ID Keeper, a new service from American Express, has introduced software that turns its smart card into a special-purpose storage device.

ID Keeper, a new service from American Express, has introduced software that turns its smart card into a special-purpose storage device. Now, Amex Blue cardholders can store their user IDs, passwords, and addresses to their favorite Web sites onto the chip's memory.

Similar programs from other card issuers are likely to follow. "This has been one of the applications that all of the proposed models for multiapplication cards were going to include," said Randy Vanderhoof, executive director of the Smart Card Alliance, Princeton Junction, N.J. "I would expect that other bank card issuers that are putting out smart cards will follow in the track of adding this type of secure access."

As evidenced by the debate over account aggregation, banks have displayed keen interest in how their customers manage online account information. Even when a customer's own negligence results in a lost or stolen password, it's the account provider that has to bear some of the direct support costs for the resulting fraud or password reset, not to mention the indirect damage to brand equity from customer dissatisfaction.

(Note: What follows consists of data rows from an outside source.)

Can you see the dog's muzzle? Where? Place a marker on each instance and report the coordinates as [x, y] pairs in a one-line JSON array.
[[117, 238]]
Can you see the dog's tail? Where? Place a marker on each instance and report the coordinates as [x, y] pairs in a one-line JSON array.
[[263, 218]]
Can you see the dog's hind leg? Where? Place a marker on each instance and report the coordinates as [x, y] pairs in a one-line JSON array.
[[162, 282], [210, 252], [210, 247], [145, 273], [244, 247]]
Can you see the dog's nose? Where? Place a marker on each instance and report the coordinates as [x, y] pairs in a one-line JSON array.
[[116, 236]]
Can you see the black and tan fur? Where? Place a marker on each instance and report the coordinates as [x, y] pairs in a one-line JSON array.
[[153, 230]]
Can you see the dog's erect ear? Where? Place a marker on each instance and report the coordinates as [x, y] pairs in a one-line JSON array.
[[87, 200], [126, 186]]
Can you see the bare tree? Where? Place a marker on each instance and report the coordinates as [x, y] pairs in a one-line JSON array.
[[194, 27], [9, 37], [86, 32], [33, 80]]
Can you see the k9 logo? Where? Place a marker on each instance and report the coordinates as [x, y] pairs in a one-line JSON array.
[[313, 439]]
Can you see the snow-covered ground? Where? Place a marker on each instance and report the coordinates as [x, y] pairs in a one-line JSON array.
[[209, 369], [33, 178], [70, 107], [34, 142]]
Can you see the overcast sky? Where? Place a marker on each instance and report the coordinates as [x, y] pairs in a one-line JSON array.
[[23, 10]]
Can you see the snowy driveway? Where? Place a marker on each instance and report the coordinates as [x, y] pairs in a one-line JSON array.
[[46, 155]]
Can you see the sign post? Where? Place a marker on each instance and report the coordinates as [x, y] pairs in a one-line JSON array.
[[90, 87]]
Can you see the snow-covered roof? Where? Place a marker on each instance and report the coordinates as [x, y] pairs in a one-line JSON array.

Web users have demonstrated a marked interest in technology to manage their tangled collections of passwords. For example, Gator Corp., a Redwood City, Calif. software firm, claims 30 million active users for its eWallet service, which provides password storage and automatic form-filling features. A comparative shopping feature, which provides targeted pop-up advertising to compete with those sites a user visits, has drawn the ire of publishing companies, online merchants and privacy advocates alike.

Although some consumers enjoy Gator's ability to provide competing offers as they surf, the service lacks the security of smart cards. "Gator's technology is host-based, where you're passing all of your personal information to them, they store it on a database, and you access that information by giving them a user name and a password," said Vanderhoof. "With a smart card, the information goes wherever you go."

Essentially, smart cards limit the potential points of compromise. The user's personal information resides in only two user-controlled locations: on the PIN-protected card and on a password-protected, encrypted backup file. "The difference between this and the electronic wallet is the ability to take your most confidential information and put it on the card-and take it out of the cyberspace environment," said David Bonalle, vice president and general manager of advanced payments enterprise development, American Express, New York.

With ID Keeper, passwords no longer need to be stored in cookies. The service includes a downloadable browser plug-in that pulls information directly from the chip in order to log onto password-protected Web sites, and also assists the user in filling out forms at e-commerce shopping sites.

The service relieves cardholders from telling everybody on the Web the name of their maternal grandfather, high school, or childhood pet as a secondary password. Similarly, it should make it more practical for users to choose difficult-to-guess passwords combining a long string of numbers and letters.

As part of the ID Keeper rollout, American Express provides free smart card readers to its cardholders and also sells discounted Compaq keyboards with built-in readers. "Any manufacturer that wanted to make our software available on their reader, we would give them everything they needed to be able to do that," said Bonalle.

Amex cardholders can install the ID Keeper functionality onto the smart cards they already own. "This application is downloaded over the Internet in a very secure way, which is very different from how other applications on smart cards have been introduced in the past," said Bonalle. "It had to be on the card at issuance, or otherwise you were out of luck."